我和父亲都不说话,我摸出烟给父亲,父亲拒绝了,他掏出自己种的卷烟叶,卷成拇指粗的大卷烟,深深地迷醉。母亲和妻则一起嘀嘀咕咕的“交换”我小时候和现在的逸事。为着关爱一个人,两个陌生的女人竟然异常亲密。

这座山是我小时候的“书山”,母亲经常如是说。我也记得,小时候我经常偷哥哥的小人书躲到大青石里翻,也带着课本到林子里复习。常常为找不到草纸作算术题,就用小刀一笔一划在椴树皮上刻算术式。椴树皮光滑如锦,刻起来又快又轻松。
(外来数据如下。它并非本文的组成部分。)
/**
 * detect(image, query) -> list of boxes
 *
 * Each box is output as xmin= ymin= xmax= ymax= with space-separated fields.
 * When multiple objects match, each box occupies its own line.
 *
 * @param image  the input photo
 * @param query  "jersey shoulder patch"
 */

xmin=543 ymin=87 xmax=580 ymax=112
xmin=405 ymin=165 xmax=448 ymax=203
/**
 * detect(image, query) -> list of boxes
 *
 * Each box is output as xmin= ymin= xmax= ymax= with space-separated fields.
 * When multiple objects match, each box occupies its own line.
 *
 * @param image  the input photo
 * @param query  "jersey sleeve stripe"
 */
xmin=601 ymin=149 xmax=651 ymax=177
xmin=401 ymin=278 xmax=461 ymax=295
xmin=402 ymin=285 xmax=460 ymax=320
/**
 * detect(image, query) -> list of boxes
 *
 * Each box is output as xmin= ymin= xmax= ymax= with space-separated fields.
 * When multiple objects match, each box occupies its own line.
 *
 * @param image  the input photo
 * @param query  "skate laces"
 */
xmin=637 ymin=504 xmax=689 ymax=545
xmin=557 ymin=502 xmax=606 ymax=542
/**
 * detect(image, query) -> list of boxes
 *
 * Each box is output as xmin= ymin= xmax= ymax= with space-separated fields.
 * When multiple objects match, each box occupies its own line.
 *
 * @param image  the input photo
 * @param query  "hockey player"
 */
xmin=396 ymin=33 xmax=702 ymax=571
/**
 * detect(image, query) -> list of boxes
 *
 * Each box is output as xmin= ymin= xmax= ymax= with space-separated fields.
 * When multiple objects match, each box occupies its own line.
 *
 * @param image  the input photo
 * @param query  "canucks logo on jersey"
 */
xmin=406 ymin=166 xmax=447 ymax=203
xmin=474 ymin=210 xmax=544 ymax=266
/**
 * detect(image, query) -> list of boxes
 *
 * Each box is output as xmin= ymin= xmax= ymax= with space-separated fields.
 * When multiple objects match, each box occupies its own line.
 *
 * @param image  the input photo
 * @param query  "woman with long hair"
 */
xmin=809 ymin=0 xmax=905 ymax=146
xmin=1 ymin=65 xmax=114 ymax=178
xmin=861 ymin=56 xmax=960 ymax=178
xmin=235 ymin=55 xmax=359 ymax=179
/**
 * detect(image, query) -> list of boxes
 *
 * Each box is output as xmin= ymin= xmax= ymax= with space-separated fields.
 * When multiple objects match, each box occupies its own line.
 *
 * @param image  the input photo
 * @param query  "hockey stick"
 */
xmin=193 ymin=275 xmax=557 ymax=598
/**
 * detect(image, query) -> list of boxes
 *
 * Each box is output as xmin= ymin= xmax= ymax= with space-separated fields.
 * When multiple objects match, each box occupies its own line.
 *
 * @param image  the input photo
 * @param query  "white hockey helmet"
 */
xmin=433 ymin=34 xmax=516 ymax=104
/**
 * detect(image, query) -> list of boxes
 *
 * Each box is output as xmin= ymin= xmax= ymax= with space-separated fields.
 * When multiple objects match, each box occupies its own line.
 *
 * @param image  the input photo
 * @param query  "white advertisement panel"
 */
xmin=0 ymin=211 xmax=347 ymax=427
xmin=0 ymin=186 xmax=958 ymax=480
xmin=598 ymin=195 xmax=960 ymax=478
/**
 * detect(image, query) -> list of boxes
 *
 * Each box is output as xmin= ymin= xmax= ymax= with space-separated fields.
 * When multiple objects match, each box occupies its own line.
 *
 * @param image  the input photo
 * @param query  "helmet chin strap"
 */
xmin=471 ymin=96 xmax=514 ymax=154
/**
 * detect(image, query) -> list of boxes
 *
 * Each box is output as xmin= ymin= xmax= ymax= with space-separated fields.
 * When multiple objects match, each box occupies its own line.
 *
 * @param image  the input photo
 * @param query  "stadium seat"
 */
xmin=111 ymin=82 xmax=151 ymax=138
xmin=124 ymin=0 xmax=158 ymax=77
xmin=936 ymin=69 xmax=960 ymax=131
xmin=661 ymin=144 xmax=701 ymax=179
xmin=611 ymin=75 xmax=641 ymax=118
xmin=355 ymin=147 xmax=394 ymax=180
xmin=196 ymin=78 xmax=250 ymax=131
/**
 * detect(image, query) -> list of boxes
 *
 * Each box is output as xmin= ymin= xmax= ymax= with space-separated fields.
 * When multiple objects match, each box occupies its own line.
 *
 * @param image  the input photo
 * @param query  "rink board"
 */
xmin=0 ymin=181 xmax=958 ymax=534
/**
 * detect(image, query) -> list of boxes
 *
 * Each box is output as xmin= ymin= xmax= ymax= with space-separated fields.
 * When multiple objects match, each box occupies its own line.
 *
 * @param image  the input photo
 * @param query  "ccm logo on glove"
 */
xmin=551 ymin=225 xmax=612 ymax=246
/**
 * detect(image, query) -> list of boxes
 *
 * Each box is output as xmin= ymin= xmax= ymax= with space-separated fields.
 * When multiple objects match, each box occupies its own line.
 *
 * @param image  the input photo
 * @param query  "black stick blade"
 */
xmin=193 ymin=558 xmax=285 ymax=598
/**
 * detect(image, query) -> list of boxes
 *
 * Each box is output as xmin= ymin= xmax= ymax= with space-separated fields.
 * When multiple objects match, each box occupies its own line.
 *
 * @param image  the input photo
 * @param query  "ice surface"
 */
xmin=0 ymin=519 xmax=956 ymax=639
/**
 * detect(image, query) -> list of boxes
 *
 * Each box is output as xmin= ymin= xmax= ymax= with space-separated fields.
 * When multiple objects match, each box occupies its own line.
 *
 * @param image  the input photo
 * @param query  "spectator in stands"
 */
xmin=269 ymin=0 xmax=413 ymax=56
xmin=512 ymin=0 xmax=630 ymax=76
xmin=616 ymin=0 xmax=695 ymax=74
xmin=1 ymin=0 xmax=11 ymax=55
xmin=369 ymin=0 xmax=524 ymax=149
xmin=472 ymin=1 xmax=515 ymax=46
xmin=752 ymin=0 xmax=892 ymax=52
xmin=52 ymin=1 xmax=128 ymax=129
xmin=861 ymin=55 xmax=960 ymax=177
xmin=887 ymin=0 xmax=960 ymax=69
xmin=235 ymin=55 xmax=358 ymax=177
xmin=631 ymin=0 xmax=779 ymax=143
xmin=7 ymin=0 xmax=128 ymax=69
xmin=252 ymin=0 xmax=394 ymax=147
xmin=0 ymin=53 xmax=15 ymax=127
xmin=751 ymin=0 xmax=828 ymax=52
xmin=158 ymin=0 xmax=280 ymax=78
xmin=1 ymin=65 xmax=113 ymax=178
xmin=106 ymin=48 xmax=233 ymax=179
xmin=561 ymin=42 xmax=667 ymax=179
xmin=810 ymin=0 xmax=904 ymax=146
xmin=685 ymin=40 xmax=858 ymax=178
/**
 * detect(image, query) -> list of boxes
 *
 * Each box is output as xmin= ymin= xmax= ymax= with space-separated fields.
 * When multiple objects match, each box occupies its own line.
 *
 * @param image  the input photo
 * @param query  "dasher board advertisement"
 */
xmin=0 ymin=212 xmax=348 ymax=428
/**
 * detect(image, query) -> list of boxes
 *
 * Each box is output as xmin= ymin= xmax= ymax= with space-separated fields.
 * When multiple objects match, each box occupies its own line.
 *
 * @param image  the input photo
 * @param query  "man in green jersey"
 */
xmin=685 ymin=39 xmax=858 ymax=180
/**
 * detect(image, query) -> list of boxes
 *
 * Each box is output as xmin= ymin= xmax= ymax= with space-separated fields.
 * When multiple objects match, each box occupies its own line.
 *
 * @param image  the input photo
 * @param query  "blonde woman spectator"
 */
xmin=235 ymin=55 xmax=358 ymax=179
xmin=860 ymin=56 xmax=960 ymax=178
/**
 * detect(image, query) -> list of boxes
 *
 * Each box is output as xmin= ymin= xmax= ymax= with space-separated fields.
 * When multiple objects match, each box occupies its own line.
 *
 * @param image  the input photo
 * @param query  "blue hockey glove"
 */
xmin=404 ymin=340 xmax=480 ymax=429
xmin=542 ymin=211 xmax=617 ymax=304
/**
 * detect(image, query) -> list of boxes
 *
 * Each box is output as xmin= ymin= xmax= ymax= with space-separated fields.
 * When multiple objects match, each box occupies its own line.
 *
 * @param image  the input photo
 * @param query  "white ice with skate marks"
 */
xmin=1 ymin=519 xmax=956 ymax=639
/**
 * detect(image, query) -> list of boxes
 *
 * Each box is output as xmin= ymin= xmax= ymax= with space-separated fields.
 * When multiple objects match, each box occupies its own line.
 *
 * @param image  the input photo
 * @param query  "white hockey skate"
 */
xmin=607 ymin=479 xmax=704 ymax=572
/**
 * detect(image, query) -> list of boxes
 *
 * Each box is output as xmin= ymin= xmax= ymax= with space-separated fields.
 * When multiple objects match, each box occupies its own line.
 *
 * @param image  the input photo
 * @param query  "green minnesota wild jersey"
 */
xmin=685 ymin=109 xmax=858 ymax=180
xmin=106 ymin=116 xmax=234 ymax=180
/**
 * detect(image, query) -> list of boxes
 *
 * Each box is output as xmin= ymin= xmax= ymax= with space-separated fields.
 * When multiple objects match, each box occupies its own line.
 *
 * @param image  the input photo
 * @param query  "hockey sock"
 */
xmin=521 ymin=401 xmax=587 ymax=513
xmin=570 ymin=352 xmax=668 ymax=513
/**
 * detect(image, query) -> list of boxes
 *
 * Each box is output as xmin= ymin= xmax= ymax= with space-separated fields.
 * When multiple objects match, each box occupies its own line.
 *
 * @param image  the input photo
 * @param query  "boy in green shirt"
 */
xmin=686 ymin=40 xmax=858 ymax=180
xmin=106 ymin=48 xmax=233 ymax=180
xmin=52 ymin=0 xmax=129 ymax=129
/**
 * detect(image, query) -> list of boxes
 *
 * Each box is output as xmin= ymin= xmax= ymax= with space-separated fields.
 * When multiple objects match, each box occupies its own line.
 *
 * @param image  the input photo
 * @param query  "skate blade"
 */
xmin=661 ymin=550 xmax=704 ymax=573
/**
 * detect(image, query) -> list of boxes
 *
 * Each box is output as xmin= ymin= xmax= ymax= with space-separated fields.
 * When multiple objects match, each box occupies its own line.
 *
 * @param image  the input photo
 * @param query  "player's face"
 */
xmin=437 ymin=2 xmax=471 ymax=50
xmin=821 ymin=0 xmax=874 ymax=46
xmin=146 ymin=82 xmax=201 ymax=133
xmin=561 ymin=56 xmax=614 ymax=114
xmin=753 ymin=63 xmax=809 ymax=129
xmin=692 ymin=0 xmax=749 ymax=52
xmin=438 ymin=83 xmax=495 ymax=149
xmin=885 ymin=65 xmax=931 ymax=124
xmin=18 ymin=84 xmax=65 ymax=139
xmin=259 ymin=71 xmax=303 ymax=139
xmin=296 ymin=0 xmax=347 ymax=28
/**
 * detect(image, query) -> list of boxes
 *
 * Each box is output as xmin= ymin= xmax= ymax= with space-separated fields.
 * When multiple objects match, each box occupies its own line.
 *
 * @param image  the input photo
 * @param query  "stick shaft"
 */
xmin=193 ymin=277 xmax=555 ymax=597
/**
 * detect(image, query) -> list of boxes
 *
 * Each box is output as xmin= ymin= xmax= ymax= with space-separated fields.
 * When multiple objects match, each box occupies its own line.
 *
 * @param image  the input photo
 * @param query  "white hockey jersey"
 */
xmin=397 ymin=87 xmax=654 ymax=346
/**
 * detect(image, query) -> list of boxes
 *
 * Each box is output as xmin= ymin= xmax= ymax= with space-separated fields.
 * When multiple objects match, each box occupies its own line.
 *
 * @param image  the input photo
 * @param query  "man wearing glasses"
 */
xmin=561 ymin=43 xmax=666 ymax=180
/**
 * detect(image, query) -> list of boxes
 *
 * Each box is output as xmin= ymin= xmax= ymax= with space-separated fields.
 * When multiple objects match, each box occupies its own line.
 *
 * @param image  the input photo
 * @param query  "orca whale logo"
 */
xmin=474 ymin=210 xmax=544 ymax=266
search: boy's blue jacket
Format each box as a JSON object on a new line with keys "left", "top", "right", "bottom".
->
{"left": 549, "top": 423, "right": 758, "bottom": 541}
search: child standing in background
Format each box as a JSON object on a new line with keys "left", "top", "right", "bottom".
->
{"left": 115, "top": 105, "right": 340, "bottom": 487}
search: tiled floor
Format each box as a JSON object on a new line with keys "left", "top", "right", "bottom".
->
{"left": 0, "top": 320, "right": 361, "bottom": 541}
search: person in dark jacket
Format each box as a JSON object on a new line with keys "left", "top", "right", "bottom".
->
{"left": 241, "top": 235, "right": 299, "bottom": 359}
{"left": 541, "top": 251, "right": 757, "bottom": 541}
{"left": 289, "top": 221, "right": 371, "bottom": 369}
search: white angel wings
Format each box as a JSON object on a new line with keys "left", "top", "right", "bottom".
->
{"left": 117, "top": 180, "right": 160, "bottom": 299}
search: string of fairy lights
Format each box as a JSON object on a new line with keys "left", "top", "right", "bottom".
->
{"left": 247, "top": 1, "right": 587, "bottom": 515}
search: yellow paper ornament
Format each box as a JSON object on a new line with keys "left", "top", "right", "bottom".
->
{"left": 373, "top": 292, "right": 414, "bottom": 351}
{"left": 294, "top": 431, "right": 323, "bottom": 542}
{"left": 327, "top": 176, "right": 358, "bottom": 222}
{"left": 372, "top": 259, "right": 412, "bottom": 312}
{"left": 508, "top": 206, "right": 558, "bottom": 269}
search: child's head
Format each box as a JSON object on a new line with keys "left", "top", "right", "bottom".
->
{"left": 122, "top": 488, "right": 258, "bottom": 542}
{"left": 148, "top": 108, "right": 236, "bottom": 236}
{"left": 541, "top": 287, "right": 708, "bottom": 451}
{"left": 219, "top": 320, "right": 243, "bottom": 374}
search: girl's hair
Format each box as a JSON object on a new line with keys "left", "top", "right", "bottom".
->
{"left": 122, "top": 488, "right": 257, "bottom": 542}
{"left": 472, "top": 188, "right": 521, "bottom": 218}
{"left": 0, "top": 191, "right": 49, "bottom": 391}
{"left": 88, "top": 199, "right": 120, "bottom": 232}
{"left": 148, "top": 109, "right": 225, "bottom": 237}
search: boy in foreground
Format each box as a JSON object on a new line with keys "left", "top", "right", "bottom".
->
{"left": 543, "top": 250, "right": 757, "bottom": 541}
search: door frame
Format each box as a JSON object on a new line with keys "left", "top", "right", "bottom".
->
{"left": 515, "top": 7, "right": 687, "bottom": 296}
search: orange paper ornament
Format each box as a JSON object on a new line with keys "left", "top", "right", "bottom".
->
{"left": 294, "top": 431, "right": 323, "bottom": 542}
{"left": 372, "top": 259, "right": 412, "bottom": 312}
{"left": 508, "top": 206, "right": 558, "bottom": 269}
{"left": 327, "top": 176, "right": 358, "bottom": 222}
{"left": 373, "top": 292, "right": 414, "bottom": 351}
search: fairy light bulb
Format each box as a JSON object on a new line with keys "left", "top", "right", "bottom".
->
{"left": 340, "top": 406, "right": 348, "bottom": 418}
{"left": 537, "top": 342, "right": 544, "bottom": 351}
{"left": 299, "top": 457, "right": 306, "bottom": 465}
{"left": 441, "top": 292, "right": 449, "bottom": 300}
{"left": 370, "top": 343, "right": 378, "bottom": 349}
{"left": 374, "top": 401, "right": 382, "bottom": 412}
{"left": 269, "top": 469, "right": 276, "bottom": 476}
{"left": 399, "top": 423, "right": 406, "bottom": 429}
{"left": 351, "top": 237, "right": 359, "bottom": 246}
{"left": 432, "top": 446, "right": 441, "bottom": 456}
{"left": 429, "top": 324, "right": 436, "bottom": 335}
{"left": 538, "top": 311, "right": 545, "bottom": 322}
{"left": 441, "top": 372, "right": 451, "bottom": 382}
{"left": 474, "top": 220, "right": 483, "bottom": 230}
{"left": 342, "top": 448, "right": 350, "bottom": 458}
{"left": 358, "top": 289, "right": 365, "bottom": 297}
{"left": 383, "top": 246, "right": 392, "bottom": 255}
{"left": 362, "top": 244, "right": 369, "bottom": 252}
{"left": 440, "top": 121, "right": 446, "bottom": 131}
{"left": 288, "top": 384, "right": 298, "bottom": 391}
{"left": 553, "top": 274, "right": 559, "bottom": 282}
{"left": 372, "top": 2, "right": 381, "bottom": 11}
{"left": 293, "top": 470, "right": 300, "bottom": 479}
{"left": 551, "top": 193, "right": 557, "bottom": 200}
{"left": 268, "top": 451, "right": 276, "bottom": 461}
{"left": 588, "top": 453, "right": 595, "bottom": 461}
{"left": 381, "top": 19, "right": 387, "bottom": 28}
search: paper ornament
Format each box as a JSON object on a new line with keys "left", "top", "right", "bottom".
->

我开始寻找那一棵棵椴树,只记的它们从岩石缝上斜伸出来,正好横过我的胳膊。山不大,我来来回回寻找,却怎么也找不到,最后还是母亲把我领到一块大青石旁边:椴树早已老了,但见树皮嶙峋炸裂,儿时用小刀刻的算式被岁月加粗、冲淡,变得十分模糊,如同父亲母亲沧桑的脸,我的算术题早已刻在他们心里了。

回家的时候,我们经过祖先的墓园,墓园里松柏森森,我的祖父祖母、曾祖父曾祖母在这里安眠,一排排墓碑长幼有序一派井然。远远的,父亲就一脸肃穆的在路边等我祭奠,母亲则要领着妻先回到家里去,女人们是不准祭拜祖先的。我们静静的站在祖先的墓前,这些清朝同治年间的墓碑长满了清苔,已将碑刻吞噬成了无字碑。

我静静的阅读这一块块墓碑,透过这些无形的文字和图腾阅读遥远的祖先的面孔。虽然我没有见过他们,但依然觉出一股太阳一般的灼热直透胸腹。故乡是一种记忆,是生命隧道里远远不息的河流,这种河流一样的渊缘给我生命的昭示,就如同我面对父亲母亲的面孔,只要看着他们,就能感到身体的温热。

休假转眼间就到了,我带着妻子又要离开家乡回到城里去。父亲母亲早早就起来为我们做饭,步行四五里坚持把我们送到回城的客车上。我时常想,我不过是一个漂泊者,为着自私的所谓理想远离故乡、抛弃父母,只是在心灵疲惫、不耐拥挤和喧嚣的时候才想到要回到父母身边,从他们的怀里找回儿时的任性与率真,在这种“小”的感觉里感受生命的健壮与安宁。

然而这一切都不能了,我的每一次回家都能感觉到父母的衰老,是我的成长“逼”老了他们。他们因为爱我思虑我而觉出我生命的差异,对我的成长和我不一样的生活感到陌生和不安,觉出我正一步步离开他们而更加感到衰老。

坐着离乡的客车,仅仅是一瞬间,故乡就离我们远了。父亲母亲一下就矮的没了踪影,泪便一下出来了。走出很远了,故乡的山水和父母的嘱咐还依然在耳边呼啸,遮在湿漉漉的薄雾里,直沁到人心里去,一次又一次的温暖着我回家的征程。

二十多年之后的中年,老家的房子里再也没有了父母的踪迹,回乡的路竟然是如此悠长而又悠远了。